The Trump administration is also advocating for the construction of artificial intelligence data centers, despite warnings that the unregulated buildup of such facilities is causing local electricity costs to soar, plus threatening nearby communities and the global climate.
There's also US liquefied natural gas (LNG) exports, which are not only exacerbating the fossil fuel-driven climate emergency but also pushing up energy prices for Americans, as Public Citizen detailed in a December report. The watchdog noted that "1 in 6 Americans—21 million households—are behind on their energy bills," which "are rising at twice the rate of inflation."

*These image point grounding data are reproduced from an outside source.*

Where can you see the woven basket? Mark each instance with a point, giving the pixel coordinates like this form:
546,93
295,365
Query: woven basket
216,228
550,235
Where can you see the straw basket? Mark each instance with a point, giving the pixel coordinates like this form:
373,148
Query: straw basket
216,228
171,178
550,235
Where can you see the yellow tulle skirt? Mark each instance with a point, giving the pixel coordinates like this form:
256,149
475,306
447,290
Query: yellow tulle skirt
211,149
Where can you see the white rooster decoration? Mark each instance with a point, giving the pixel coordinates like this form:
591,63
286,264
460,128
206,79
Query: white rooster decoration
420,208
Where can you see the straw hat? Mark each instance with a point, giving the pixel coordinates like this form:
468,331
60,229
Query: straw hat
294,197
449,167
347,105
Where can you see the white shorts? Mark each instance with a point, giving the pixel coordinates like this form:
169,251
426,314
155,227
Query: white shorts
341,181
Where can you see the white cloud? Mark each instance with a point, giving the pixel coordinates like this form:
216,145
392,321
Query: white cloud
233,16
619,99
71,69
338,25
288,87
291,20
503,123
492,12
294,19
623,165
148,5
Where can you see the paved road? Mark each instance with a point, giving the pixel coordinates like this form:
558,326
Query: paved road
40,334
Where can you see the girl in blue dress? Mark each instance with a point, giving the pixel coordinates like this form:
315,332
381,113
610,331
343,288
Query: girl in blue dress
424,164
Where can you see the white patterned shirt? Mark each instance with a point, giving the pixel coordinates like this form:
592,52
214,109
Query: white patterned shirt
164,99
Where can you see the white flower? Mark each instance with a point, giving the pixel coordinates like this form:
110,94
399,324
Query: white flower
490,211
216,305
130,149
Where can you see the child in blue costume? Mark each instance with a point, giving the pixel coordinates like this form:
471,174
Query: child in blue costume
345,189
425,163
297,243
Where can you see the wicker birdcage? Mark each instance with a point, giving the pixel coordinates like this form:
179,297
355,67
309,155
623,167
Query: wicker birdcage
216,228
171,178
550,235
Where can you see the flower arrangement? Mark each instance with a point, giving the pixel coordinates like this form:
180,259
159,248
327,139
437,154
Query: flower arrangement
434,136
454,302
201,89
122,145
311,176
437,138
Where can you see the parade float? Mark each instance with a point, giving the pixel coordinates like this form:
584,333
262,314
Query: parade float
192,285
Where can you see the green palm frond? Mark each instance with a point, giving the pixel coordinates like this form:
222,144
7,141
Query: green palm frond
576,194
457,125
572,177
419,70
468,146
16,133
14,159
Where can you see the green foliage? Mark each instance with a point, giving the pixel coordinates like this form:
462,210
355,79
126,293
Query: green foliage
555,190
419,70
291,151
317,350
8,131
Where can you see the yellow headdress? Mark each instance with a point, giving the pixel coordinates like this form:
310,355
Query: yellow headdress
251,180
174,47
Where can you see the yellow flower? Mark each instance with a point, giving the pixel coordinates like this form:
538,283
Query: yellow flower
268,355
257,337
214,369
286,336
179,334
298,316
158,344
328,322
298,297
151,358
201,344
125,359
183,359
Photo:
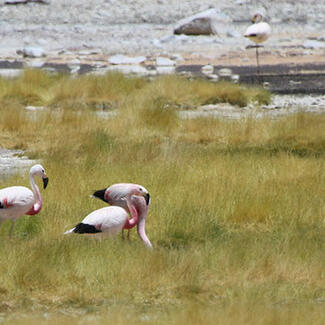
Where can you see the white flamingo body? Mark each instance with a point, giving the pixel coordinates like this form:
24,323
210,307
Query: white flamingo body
16,201
258,32
108,221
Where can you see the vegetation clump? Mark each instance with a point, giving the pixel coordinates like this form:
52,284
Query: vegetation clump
236,216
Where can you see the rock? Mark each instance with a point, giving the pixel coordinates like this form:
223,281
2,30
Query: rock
122,59
32,52
225,72
177,57
34,108
130,69
233,33
13,161
207,69
203,23
15,2
10,73
165,69
213,77
34,64
313,45
165,62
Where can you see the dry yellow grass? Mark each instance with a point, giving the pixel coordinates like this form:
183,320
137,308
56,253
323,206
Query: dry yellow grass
237,218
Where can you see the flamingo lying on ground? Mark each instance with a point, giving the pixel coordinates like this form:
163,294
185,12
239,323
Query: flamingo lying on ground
258,32
111,220
115,194
16,201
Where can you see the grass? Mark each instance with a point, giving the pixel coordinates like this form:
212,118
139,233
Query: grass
236,219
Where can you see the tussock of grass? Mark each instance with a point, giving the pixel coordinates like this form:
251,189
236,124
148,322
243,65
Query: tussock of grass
236,219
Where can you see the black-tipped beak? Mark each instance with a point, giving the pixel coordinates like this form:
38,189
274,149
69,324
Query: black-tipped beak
100,194
147,197
45,182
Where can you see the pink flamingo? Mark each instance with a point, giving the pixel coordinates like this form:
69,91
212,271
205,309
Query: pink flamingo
109,221
115,194
16,201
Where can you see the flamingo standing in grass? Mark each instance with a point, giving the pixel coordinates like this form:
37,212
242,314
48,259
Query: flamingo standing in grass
115,194
16,201
109,221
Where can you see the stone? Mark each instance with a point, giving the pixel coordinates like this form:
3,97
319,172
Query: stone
165,62
34,64
34,108
165,69
122,59
32,52
203,23
207,69
225,72
130,69
10,73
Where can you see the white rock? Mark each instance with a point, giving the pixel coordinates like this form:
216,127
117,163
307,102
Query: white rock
122,59
165,70
165,62
34,64
11,73
203,23
177,57
15,2
207,69
130,69
310,44
225,72
213,77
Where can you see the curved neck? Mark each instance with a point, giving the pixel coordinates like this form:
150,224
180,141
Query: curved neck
37,195
143,208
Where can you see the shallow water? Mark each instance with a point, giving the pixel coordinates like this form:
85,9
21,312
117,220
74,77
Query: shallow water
13,162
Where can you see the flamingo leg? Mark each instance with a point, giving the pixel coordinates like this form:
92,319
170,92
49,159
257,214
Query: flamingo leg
12,228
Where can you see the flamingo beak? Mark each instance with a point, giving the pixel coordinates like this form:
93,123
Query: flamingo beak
147,198
45,181
100,194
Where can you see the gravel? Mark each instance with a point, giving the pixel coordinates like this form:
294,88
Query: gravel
146,26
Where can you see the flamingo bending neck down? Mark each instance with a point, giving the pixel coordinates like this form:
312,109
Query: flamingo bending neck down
16,201
258,33
116,194
111,220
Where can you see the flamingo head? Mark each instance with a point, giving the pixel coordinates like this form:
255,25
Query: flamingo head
258,15
40,172
118,192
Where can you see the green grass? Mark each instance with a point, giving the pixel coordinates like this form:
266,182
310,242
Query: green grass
236,219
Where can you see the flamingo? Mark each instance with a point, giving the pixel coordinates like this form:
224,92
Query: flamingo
111,220
258,32
16,201
115,194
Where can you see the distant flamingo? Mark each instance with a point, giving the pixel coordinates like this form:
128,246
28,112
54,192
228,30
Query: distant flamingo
115,194
16,201
111,220
258,32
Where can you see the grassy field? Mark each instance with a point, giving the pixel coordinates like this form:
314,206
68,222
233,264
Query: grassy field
237,216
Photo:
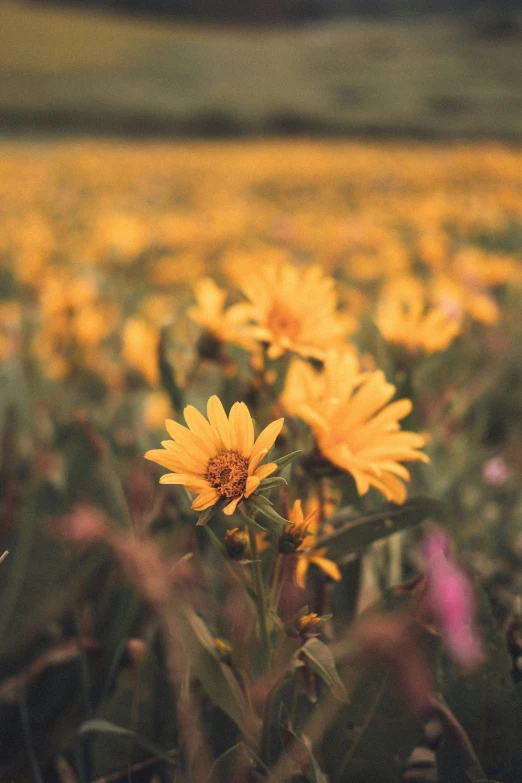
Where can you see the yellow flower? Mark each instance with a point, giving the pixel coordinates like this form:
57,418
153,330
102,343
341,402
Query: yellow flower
210,312
217,458
306,551
295,309
354,426
404,318
140,347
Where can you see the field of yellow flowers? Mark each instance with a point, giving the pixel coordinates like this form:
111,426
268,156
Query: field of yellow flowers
318,575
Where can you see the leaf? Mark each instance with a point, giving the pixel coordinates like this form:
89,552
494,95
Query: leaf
299,750
321,660
235,757
269,512
287,459
102,726
216,677
271,483
355,535
168,376
206,515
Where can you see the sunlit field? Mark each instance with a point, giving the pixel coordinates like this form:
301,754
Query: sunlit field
260,460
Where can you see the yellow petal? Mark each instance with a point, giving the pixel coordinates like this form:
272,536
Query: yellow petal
241,429
205,500
229,510
185,478
252,465
200,427
267,438
265,470
296,514
301,571
219,422
189,441
251,485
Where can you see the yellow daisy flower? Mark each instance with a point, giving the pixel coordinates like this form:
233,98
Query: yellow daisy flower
306,551
218,458
355,426
295,309
210,313
405,318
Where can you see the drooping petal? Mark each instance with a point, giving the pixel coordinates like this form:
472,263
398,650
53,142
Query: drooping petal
251,485
219,421
205,500
201,427
301,570
190,442
267,438
229,510
265,470
185,479
241,429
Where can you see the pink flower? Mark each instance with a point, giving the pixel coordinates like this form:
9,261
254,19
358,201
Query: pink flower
495,471
449,602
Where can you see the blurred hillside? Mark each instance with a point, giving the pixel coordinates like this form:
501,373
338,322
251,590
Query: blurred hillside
63,69
296,10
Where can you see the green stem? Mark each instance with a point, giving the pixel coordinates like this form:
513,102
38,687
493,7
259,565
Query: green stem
260,594
275,579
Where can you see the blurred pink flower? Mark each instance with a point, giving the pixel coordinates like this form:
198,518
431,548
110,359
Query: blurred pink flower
495,471
449,603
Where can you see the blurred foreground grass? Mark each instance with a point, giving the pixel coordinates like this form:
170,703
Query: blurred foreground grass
103,248
428,77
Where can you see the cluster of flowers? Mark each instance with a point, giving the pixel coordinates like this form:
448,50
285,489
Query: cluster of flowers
398,229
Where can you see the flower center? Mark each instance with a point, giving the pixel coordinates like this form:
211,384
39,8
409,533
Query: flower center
228,472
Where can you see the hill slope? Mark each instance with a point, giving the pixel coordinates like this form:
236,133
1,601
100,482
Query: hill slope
65,69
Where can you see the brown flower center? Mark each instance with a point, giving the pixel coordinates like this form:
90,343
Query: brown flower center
228,472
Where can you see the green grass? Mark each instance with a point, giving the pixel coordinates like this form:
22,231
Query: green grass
429,77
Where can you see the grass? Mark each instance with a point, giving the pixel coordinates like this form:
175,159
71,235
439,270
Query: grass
84,71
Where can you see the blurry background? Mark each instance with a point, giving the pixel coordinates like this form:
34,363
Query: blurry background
430,69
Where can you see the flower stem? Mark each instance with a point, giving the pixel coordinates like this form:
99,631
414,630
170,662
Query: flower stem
260,595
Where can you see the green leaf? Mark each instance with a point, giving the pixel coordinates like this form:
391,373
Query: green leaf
287,459
100,725
236,757
216,677
321,660
299,750
269,512
206,515
355,535
271,483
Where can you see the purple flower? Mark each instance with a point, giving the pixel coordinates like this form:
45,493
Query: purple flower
449,602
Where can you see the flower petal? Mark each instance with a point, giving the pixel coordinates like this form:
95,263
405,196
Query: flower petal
229,510
251,485
205,500
219,422
265,470
301,570
201,427
241,429
190,442
267,438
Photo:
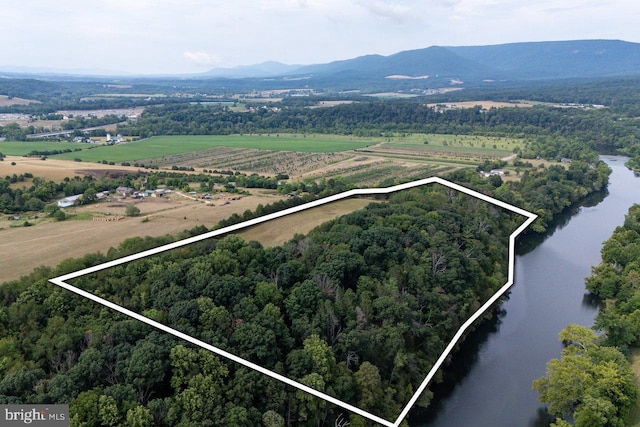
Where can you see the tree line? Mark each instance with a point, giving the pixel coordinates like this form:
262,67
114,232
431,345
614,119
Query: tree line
593,382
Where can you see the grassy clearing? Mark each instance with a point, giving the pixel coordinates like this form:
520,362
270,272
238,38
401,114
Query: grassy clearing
281,230
21,148
170,145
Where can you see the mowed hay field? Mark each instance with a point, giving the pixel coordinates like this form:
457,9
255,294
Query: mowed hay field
48,242
281,230
56,170
160,146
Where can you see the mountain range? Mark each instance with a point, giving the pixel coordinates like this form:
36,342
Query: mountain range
512,61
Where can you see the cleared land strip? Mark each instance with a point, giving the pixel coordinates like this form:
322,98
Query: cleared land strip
275,233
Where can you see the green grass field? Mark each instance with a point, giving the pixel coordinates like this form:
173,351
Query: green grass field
20,148
167,145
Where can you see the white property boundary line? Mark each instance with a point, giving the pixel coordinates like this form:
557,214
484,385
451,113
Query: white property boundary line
62,282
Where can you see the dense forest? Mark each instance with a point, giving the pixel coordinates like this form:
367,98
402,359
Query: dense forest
360,308
593,382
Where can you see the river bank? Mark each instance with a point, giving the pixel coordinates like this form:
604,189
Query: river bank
489,381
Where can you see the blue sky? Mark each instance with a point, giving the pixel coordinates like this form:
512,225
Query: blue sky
190,36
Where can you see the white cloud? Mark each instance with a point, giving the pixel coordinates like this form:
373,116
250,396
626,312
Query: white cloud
162,36
396,11
202,58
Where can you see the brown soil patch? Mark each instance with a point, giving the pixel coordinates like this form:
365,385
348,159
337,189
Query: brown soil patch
47,243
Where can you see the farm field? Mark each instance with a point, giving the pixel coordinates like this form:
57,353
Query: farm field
361,161
48,242
281,230
22,148
484,104
6,101
171,145
57,170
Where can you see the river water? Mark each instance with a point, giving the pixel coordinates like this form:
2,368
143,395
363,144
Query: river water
489,381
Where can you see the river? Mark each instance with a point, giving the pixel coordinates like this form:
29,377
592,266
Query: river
489,381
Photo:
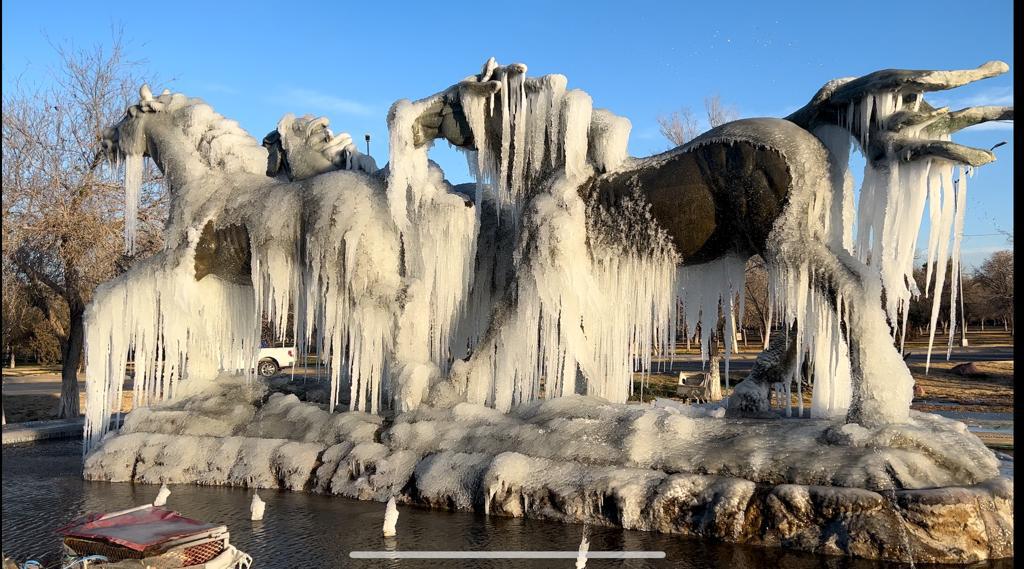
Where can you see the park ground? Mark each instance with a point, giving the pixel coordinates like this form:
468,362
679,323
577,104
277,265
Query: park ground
985,394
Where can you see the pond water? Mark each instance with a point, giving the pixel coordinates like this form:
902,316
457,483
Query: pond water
43,489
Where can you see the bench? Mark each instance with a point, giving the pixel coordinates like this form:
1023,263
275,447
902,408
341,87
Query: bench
693,388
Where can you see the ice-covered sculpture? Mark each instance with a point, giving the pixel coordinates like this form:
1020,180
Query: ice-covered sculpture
559,272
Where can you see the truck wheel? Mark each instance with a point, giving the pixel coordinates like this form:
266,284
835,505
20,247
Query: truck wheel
267,367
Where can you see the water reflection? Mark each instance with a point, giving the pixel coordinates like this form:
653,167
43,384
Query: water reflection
43,489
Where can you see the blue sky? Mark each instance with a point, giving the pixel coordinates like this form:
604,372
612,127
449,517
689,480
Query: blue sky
254,61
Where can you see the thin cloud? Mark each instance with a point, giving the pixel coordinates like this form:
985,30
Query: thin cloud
990,96
220,88
308,99
994,125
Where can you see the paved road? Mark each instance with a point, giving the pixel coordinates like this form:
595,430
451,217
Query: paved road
38,384
743,361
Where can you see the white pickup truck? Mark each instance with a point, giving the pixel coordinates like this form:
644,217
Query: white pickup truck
272,360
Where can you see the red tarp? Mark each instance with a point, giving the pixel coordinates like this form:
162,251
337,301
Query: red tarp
136,529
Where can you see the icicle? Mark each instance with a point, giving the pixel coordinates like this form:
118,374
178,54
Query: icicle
390,518
161,498
256,508
957,283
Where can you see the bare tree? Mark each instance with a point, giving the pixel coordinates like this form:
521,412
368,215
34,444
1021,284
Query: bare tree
719,113
758,303
62,208
679,127
995,280
682,126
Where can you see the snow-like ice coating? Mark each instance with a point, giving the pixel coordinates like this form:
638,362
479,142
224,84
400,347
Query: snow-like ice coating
526,288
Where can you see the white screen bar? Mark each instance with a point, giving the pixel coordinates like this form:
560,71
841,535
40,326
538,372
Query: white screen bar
505,555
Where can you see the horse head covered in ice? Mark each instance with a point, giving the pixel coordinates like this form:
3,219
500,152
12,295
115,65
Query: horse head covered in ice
229,260
776,187
562,274
305,146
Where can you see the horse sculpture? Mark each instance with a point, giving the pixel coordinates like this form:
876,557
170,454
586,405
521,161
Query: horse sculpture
558,271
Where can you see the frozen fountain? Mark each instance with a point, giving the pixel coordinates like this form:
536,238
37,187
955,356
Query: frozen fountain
484,339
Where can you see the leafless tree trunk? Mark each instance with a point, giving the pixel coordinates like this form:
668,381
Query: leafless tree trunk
719,113
682,126
62,222
714,374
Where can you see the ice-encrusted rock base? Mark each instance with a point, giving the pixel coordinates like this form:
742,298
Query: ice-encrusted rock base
928,490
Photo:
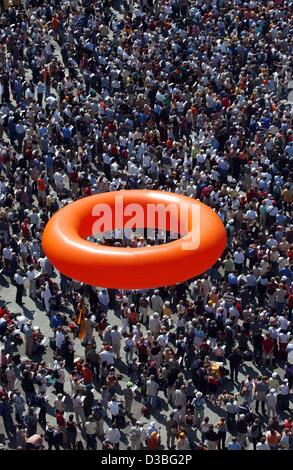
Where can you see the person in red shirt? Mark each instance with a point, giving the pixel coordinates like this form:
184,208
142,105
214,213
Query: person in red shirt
268,350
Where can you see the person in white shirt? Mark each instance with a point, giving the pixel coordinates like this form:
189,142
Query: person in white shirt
19,281
113,435
7,257
59,181
116,337
46,296
239,260
31,275
262,445
107,356
59,338
271,401
91,428
284,395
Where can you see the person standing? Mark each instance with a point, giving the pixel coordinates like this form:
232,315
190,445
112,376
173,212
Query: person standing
91,430
116,337
71,428
172,430
78,408
157,302
221,426
241,428
260,392
128,398
235,360
19,405
113,435
19,282
10,378
28,334
31,275
271,402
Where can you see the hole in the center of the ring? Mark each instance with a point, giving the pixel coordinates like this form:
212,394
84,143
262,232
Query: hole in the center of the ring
134,238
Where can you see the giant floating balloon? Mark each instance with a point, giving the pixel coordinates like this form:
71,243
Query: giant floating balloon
202,239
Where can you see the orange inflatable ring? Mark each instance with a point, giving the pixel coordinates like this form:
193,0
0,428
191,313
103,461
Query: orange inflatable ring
203,239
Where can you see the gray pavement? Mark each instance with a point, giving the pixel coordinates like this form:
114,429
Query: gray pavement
39,317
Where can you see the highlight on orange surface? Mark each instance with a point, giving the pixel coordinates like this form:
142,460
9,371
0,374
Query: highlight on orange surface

"Energy Secretary Chris Wright and Interior Secretary Doug Burgum have acted as global gas salesmen, traveling to Europe to push exports and gut European methane regulations while attacking mainstream climate science," Tyson Slocum, report author and director of the Public Citizen's Energy Program, said at the time. "Meanwhile, Trump has done nothing to keep prices down at home."
The report preceded Big Oil-backed Trump launching a war on Iran without congressional authorization. While causing oil prices to skyrocket, his Operation Epic Fury is expected to boost the US LNG industry, with one expert projecting earlier this month that American companies could see up to $20 billion per month in windfall profits if the global market is deprived of Qatari gas until the summer.